The Departments of Labor, Health and Human Services, and Treasury have jointly released a new round of FAQs addressing questions related to the coverage of COVID-19 diagnostic testing and vaccines. As a reminder, both grandfathered and non-grandfathered health plans are required to cover diagnostic testing at no cost to the participant, while non-grandfathered health plans are required to cover the vaccine and its administration at no cost to the participant. Significant clarifications from the FAQs are outlined below.
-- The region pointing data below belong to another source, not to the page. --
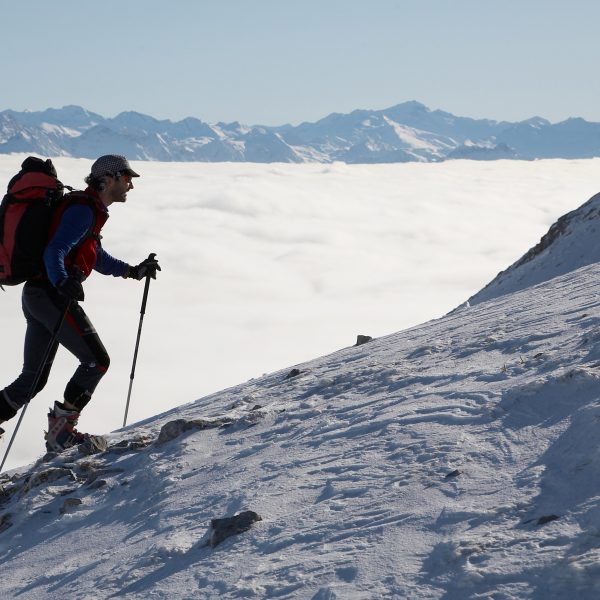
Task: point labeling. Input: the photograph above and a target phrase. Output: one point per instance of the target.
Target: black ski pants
(43, 307)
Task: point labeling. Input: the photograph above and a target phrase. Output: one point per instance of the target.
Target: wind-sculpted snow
(457, 459)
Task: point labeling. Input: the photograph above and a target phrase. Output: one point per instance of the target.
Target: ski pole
(36, 380)
(137, 342)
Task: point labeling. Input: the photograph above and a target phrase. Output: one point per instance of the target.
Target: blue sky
(280, 61)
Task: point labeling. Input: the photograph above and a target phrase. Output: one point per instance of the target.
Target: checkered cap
(112, 164)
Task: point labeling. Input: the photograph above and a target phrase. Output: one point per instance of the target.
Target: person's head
(111, 176)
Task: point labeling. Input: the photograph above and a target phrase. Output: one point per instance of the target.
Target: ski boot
(62, 433)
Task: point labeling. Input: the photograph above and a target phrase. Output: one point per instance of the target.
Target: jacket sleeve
(108, 265)
(74, 225)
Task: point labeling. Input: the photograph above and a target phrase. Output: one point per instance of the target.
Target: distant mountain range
(403, 133)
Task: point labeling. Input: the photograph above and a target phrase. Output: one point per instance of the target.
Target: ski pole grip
(146, 286)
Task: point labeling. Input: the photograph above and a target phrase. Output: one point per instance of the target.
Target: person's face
(118, 187)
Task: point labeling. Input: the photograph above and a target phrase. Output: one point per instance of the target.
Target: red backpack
(25, 215)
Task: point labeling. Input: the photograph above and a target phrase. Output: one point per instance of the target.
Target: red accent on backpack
(25, 214)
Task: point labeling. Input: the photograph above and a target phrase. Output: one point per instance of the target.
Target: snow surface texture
(265, 266)
(456, 459)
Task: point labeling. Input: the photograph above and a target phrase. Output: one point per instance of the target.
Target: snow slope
(455, 459)
(570, 243)
(265, 266)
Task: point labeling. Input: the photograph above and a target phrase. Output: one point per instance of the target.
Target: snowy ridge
(570, 243)
(456, 459)
(407, 132)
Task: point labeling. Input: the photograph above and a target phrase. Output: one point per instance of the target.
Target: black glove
(71, 288)
(147, 268)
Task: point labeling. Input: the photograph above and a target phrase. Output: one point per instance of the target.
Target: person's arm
(109, 265)
(74, 225)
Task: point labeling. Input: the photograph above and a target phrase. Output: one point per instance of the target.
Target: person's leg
(37, 340)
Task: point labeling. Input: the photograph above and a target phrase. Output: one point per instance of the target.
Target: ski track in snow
(456, 459)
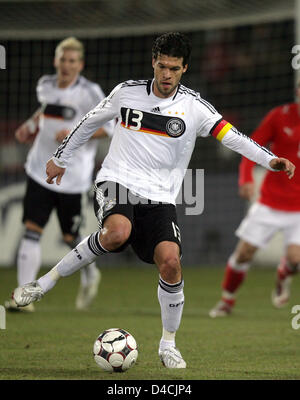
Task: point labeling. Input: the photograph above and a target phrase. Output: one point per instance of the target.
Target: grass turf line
(256, 342)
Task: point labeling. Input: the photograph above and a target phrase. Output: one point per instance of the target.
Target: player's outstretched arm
(53, 171)
(282, 164)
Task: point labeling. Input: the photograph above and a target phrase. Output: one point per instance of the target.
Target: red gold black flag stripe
(220, 129)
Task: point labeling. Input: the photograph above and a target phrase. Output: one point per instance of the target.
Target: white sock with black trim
(171, 300)
(88, 272)
(83, 254)
(29, 257)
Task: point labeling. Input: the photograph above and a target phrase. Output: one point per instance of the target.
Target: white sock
(83, 254)
(29, 260)
(171, 300)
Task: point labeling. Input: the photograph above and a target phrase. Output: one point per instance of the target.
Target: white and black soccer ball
(115, 350)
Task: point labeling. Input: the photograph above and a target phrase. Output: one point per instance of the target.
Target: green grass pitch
(257, 342)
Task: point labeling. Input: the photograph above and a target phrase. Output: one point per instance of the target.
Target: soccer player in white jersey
(65, 98)
(158, 123)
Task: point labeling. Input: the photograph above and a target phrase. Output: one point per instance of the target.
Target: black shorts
(39, 202)
(152, 222)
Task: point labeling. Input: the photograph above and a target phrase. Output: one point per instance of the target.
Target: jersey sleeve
(97, 95)
(105, 111)
(230, 137)
(206, 116)
(262, 135)
(41, 89)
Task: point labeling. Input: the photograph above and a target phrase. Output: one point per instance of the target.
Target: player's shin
(89, 272)
(83, 254)
(171, 300)
(29, 257)
(235, 274)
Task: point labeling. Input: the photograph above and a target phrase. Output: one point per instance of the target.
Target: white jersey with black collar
(154, 138)
(62, 109)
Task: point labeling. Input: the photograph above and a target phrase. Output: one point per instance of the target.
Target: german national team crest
(175, 127)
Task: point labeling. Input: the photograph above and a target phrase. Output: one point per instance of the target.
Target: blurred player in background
(65, 98)
(277, 209)
(159, 121)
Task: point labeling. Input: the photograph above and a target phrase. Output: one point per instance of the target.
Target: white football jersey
(62, 109)
(154, 138)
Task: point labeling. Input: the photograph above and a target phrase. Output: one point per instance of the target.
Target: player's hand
(246, 191)
(53, 171)
(282, 164)
(60, 135)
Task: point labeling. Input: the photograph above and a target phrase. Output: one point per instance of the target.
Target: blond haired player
(65, 98)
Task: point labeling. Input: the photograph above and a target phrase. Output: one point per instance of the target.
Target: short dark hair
(173, 44)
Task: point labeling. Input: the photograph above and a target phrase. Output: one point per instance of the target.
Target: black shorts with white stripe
(152, 222)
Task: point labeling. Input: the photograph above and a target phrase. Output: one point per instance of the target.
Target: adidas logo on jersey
(156, 109)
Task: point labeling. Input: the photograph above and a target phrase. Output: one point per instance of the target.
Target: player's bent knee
(170, 269)
(114, 239)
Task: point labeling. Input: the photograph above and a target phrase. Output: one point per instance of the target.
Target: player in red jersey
(277, 209)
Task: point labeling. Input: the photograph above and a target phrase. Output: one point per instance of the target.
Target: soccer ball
(115, 350)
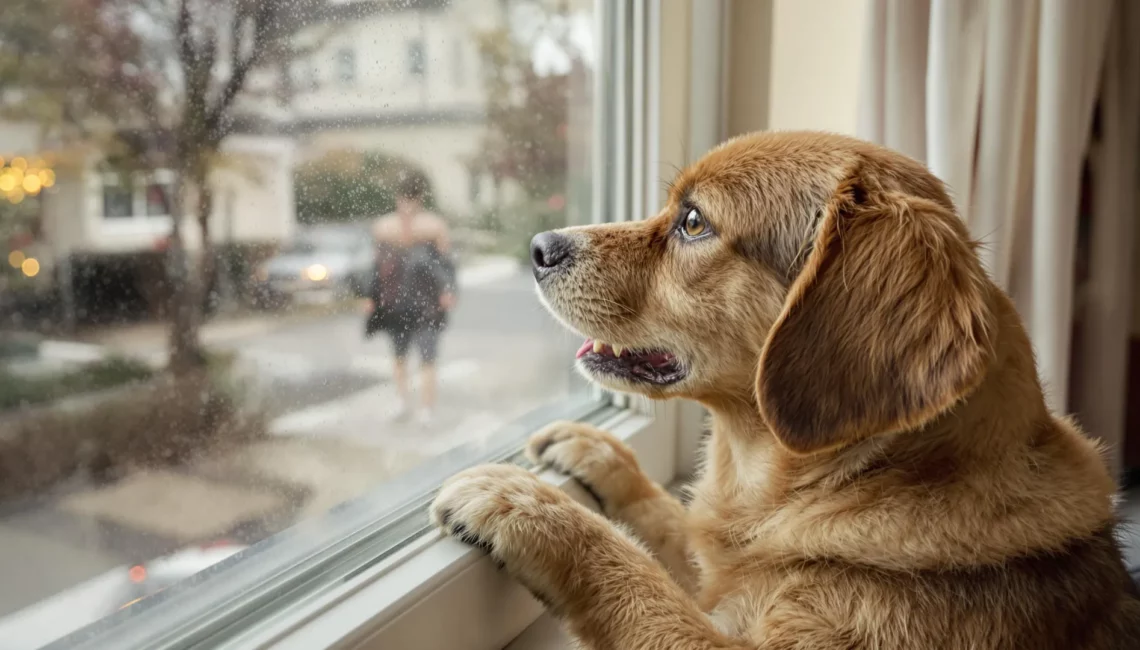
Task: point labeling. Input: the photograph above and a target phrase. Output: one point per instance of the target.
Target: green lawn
(18, 390)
The guidance clarifies that health plans may not impose medical management techniques, including medical screening criteria, on coverage of COVID-19 diagnostic testing. For example,
plans may not deny or impose cost sharing on a diagnostic test for an asymptomatic participant who has no known or suspected exposure to COVID-19. The FAQ emphasizes that determining the appropriateness of a diagnostic test falls on the participant’s health care provider and public health authorities, not health plans. It also clarifies that diagnostic testing must be covered if provided at state- or locality-administered testing sites.
Currently, many vaccines require two doses and the FAQs note that a non-grandfathered plan must cover the cost of multiple doses as necessary to be considered a complete vaccination. Additionally, plans must cover the cost of the administration of the vaccine, even if the vaccine itself is not billed to the plan. Finally, a plan may not deny coverage of the vaccine because a participant does not qualify for a vaccine under the current state or local government criteria for priority vaccination.